Accompanying me was the magazine’s new sales manager, Amanda, so she could see what was on offer for our reviews. She chose the homemade pâté which was served with sliced loaf and a rocket salad with a balsamic dressing. In her words, she had never enjoyed such a nice pâté before. The other option was a carrot soup. However, the main menu includes Thai fishcakes, pears with new potatoes, Stilton and walnuts, or ‘old style’ potted beef.

Our main courses were just as nice. I opted for the roast pork which was served with the veg of day including red cabbage, broccoli and cauliflower cheese, roast potatoes and baby carrots. It also came with a Yorkshire pudding, apple sauce and gravy. The pork had been sliced into two thick pieces and served on a warm plate. So often, eateries serve their meals directly on cold plates, which ruins the overall result, but nothing was going to ruin this meal.

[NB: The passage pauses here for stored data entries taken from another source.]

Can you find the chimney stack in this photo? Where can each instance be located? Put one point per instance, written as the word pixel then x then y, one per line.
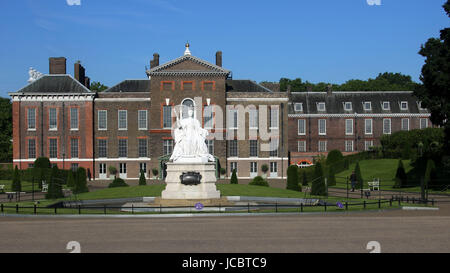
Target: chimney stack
pixel 155 61
pixel 57 65
pixel 219 58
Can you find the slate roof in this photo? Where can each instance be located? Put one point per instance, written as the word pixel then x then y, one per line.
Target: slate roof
pixel 245 86
pixel 131 86
pixel 55 84
pixel 334 103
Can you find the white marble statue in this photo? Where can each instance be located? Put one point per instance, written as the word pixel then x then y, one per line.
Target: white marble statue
pixel 190 146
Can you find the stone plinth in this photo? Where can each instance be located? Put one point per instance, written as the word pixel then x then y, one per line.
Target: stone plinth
pixel 205 190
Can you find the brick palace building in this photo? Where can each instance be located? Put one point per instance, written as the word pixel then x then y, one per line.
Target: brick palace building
pixel 128 126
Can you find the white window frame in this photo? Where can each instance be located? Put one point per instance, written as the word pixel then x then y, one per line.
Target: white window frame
pixel 300 133
pixel 349 146
pixel 106 120
pixel 126 119
pixel 319 104
pixel 146 120
pixel 407 127
pixel 77 118
pixel 298 107
pixel 50 128
pixel 401 105
pixel 253 169
pixel 346 128
pixel 348 103
pixel 34 118
pixel 298 146
pixel 325 127
pixel 365 126
pixel 385 132
pixel 420 123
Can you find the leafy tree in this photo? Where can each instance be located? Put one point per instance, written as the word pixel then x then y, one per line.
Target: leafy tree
pixel 434 93
pixel 292 181
pixel 400 176
pixel 318 184
pixel 118 182
pixel 359 180
pixel 70 180
pixel 142 181
pixel 259 181
pixel 81 183
pixel 233 177
pixel 98 87
pixel 54 186
pixel 16 185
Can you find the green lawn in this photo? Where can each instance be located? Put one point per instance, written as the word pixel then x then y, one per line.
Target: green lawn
pixel 383 169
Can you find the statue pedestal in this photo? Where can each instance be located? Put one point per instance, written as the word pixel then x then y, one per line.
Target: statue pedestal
pixel 205 190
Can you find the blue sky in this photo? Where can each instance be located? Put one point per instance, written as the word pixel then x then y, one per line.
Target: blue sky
pixel 316 40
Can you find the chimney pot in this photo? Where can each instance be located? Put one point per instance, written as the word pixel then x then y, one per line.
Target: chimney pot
pixel 219 58
pixel 57 65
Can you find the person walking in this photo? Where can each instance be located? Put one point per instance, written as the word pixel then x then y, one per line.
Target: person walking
pixel 353 180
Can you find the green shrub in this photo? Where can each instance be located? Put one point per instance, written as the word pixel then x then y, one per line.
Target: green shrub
pixel 118 182
pixel 142 181
pixel 292 180
pixel 318 184
pixel 16 185
pixel 80 181
pixel 259 181
pixel 233 177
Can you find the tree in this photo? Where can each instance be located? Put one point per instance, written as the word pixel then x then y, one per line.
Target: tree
pixel 70 180
pixel 292 181
pixel 142 181
pixel 435 77
pixel 98 87
pixel 318 184
pixel 430 174
pixel 16 185
pixel 400 176
pixel 359 180
pixel 80 182
pixel 233 177
pixel 54 186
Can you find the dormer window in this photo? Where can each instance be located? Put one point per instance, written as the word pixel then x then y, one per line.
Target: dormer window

Amanda chose the fillet of salmon, which was also served with vegetables and potatoes. Salmon is easy to overcook, but this was done beautifully, flaking when the fork was pressed against it. The other main courses for Sunday lunch were roast beef, or a fennel and potato gratin. The main menu offers roast duck with redcurrant sauce; belly pork confit in a cider sauce; cod; steak and twice cooked chips; mussels in a cider sauce and lentils with wild mushrooms and leeks.

Even though we were both pleasantly full, we couldn’t resist the dessert menu. Amanda chose the homemade apple crumble whereas I opted for the chocolate brownie. For any chocolate lover the brownie is an absolute must. Gooey, warm and served with vanilla ice cream, it is quite possibly one of the best desserts I have ever chosen.

Amanda also enjoyed her dessert which was served warm with vanilla ice cream. Had Nichola not convinced me to try the brownie I would have chosen the lemon posset, but I am glad she did. The desserts on the main menu are the same.

We finished our meal with a cup of coffee, which again is local, using Stokes products. Careful attention is paid even to the little things, like the milk, which was served in a mini milk bottle. There isn’t anything this couple haven’t thought about.

In less than six weeks the couple have completely transformed the restaurant into a destination pub. They held their first music evening the day before we went and said it went down so well that they have already booked the same act for a further two evenings in December.

As well as serving the main menus, they also offer afternoon tea which, as anybody who has visited their tea shop would expect, is wonderful.